Material and methods: The data of patients who underwent endonasal endoscopic surgery due to AIFRS during past 3 years were analyzed retrospectively. Demographics, test results, endoscopy findings, imagings, operation reports and patient follow-up forms were analyzed retrospectively.
Results: Thirtyfive (64.8%) of the patients operated on with a pre-diagnosis of mucormycosis were male and 19 (35.2%) were female. Pathology of 30 (55.6%) of the total 54 patients came as mucormycosis. Fever was the most common symptom (81.5% )followed by recently started nasal obstruction (44.4%). In about half of the patients, no lesion was observed during the examination. All the patients had surgical resection and Amphotericin B treatment. 72.2% of the patients were operated within the first 24 hours, 13% of the patients were operated within 24-48 hour, while 14.8% of the patients were operated after 48 hours from presentation. 50% of recurrences occurred among patients who underwent surgery later than 48 hours from presentation.
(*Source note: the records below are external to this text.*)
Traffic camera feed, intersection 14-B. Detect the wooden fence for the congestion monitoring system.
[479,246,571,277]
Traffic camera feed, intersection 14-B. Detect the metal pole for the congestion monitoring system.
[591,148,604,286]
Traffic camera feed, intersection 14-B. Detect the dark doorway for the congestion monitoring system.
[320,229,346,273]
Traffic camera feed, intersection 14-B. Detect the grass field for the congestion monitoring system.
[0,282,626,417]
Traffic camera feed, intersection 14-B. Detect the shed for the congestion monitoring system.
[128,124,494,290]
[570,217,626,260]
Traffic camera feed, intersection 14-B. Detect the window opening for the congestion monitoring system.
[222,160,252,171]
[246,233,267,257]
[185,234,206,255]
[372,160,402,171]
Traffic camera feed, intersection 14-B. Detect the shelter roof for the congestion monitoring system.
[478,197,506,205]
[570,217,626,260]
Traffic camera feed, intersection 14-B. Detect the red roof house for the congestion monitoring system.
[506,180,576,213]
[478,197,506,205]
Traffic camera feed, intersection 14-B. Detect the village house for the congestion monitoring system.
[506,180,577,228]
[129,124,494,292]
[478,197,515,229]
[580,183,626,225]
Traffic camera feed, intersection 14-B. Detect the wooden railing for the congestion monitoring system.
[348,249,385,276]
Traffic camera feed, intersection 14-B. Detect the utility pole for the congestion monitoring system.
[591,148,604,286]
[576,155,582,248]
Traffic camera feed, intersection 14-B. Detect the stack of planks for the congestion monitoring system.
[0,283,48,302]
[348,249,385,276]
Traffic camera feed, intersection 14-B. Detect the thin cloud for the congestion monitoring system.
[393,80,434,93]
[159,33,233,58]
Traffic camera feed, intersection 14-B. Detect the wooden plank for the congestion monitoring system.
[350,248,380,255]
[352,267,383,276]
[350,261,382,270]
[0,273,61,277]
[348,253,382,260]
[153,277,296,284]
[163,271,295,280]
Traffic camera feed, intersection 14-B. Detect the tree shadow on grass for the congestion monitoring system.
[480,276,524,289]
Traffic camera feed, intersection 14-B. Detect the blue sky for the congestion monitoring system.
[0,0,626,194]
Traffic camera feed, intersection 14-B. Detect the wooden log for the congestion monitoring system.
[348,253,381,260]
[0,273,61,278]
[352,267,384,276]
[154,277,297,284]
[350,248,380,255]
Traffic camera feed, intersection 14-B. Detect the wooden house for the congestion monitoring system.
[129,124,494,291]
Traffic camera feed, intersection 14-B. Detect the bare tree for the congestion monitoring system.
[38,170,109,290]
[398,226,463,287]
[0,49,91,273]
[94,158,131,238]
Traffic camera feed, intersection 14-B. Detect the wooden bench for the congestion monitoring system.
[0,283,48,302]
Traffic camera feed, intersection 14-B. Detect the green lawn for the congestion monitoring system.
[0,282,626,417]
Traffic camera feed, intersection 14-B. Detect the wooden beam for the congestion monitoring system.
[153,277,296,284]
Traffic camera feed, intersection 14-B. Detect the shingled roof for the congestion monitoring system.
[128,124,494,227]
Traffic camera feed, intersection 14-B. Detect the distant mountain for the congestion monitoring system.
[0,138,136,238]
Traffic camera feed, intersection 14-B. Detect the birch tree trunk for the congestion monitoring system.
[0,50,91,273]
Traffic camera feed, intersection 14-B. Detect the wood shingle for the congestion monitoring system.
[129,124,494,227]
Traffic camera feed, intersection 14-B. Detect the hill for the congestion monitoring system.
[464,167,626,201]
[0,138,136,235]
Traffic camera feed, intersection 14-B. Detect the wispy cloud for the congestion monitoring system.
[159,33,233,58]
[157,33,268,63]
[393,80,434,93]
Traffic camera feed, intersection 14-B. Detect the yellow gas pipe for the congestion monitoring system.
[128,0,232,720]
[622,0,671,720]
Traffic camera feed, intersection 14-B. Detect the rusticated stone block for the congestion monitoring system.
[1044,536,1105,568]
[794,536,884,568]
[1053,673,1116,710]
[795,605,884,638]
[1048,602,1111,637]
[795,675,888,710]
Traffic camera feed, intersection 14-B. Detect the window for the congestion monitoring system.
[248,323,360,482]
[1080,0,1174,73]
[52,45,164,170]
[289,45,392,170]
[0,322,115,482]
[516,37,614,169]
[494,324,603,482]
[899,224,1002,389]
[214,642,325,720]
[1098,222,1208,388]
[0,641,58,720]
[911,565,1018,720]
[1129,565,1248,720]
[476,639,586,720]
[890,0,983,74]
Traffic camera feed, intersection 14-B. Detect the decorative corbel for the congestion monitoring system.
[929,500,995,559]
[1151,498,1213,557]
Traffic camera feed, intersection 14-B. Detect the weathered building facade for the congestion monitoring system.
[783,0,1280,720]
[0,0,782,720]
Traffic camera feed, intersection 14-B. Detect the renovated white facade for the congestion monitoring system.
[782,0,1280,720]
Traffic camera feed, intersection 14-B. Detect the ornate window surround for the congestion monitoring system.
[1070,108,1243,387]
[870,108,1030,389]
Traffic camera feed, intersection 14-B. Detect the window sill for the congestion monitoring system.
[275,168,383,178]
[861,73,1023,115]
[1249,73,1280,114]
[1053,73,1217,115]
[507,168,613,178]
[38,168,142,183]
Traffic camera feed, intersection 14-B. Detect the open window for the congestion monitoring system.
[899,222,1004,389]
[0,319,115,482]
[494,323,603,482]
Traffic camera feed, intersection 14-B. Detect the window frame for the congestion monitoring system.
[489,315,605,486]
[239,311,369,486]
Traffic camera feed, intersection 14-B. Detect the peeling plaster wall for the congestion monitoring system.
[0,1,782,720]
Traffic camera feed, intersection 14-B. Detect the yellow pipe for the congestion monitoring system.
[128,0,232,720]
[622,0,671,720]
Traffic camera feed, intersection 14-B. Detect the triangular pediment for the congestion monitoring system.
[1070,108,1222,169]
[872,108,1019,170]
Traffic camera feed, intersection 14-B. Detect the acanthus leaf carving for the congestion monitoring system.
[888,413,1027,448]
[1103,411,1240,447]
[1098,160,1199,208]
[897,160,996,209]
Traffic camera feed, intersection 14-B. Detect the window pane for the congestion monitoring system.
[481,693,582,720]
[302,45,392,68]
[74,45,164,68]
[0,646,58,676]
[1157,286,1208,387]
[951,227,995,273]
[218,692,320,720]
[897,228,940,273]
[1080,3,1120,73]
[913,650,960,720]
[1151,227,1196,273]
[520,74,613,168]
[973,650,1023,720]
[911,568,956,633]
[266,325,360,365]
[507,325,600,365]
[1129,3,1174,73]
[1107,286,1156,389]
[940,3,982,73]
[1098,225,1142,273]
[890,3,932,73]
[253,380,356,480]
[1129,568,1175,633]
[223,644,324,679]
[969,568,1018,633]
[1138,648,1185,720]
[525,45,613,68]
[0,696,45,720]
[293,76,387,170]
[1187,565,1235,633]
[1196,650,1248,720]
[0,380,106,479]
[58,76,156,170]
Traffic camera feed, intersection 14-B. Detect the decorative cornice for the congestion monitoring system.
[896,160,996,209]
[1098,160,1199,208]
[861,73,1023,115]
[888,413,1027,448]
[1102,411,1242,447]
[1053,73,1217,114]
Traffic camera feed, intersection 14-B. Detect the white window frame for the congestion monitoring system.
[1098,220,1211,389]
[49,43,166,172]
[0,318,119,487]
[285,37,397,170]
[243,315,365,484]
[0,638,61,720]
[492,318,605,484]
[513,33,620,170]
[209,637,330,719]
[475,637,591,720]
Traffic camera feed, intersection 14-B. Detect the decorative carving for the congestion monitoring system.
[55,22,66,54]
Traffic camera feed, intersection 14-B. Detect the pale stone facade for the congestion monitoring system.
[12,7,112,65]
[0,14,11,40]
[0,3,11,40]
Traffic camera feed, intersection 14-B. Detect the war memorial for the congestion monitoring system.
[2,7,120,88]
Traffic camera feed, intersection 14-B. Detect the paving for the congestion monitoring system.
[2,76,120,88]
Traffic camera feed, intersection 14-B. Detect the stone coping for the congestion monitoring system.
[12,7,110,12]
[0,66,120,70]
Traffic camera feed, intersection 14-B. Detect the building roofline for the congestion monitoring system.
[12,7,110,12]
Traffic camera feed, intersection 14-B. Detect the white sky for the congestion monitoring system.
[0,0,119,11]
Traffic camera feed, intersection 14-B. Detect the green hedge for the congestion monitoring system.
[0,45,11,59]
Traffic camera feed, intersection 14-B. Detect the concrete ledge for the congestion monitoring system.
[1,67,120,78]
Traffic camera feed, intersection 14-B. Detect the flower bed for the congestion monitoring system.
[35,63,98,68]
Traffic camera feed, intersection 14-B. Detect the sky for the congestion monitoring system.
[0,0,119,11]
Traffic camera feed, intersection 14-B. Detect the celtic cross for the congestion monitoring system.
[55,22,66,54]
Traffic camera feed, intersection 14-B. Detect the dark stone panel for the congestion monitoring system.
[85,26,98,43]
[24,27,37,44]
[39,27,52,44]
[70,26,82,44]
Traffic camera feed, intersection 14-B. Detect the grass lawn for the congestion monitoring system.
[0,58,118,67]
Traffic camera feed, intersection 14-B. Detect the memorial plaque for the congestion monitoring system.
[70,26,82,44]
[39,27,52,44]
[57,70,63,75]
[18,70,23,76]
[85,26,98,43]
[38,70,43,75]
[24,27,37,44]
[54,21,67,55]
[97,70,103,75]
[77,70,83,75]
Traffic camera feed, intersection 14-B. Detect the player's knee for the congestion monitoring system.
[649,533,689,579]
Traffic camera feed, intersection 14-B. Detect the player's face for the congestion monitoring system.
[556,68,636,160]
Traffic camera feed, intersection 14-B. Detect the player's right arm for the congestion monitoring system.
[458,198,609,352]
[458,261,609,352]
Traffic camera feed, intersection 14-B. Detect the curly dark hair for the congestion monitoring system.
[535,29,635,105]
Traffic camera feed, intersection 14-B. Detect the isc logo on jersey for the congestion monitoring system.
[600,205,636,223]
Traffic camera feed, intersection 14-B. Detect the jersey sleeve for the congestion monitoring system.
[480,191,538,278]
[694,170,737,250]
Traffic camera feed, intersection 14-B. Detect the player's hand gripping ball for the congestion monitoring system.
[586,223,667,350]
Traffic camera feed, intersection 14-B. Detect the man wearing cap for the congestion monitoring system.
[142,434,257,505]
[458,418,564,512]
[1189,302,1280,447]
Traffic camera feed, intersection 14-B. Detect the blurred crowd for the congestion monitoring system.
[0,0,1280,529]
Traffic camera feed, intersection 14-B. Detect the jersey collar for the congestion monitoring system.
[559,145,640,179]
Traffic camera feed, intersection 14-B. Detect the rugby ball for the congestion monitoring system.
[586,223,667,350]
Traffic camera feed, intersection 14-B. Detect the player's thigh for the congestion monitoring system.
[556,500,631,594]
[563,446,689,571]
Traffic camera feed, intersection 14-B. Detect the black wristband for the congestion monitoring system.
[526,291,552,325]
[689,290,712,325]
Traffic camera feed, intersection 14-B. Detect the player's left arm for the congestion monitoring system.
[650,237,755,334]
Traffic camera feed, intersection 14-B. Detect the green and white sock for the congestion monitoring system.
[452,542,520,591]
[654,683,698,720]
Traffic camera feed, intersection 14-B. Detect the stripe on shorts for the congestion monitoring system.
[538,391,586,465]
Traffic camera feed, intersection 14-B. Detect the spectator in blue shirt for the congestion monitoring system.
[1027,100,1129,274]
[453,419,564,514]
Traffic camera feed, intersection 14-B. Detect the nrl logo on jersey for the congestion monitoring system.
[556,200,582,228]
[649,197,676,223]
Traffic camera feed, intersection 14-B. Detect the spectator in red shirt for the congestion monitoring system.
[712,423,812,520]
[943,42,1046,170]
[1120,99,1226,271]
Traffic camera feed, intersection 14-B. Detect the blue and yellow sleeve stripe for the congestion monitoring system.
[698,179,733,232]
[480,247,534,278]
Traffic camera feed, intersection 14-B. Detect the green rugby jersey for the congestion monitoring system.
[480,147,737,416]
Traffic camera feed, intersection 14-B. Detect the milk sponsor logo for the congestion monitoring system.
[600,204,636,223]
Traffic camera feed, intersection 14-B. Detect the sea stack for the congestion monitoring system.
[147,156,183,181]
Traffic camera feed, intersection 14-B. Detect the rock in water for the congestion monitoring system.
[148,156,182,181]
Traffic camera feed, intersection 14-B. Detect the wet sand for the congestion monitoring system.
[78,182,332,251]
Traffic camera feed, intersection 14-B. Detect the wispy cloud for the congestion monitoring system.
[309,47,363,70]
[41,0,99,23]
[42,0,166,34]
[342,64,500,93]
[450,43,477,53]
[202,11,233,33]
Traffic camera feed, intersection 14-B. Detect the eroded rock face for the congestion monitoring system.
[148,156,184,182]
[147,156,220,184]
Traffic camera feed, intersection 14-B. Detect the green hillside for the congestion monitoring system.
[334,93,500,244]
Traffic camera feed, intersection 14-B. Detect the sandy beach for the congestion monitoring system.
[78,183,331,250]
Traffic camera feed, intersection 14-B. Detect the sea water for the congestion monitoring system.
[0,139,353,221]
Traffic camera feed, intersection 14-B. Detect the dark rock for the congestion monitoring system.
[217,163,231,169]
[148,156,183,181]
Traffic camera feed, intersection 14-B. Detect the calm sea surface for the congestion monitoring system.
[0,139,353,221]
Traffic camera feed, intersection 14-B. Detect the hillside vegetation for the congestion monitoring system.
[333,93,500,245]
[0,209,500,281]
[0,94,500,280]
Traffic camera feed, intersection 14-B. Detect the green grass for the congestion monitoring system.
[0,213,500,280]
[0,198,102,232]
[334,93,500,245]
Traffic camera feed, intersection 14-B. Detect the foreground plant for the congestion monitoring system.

Conclusion / Discussion: In management of AIFR due to mucormycosis ; high suspicion in patients with high infection risk and early diagnosis is important to be able to eliminate the infection by endonasal endoscopic approach in a minimally invasive way. Despite no visible lesions on endoscopy high risk patients with symptoms should be assessed with radiological imaging and closely followed up for timely surgical intervention.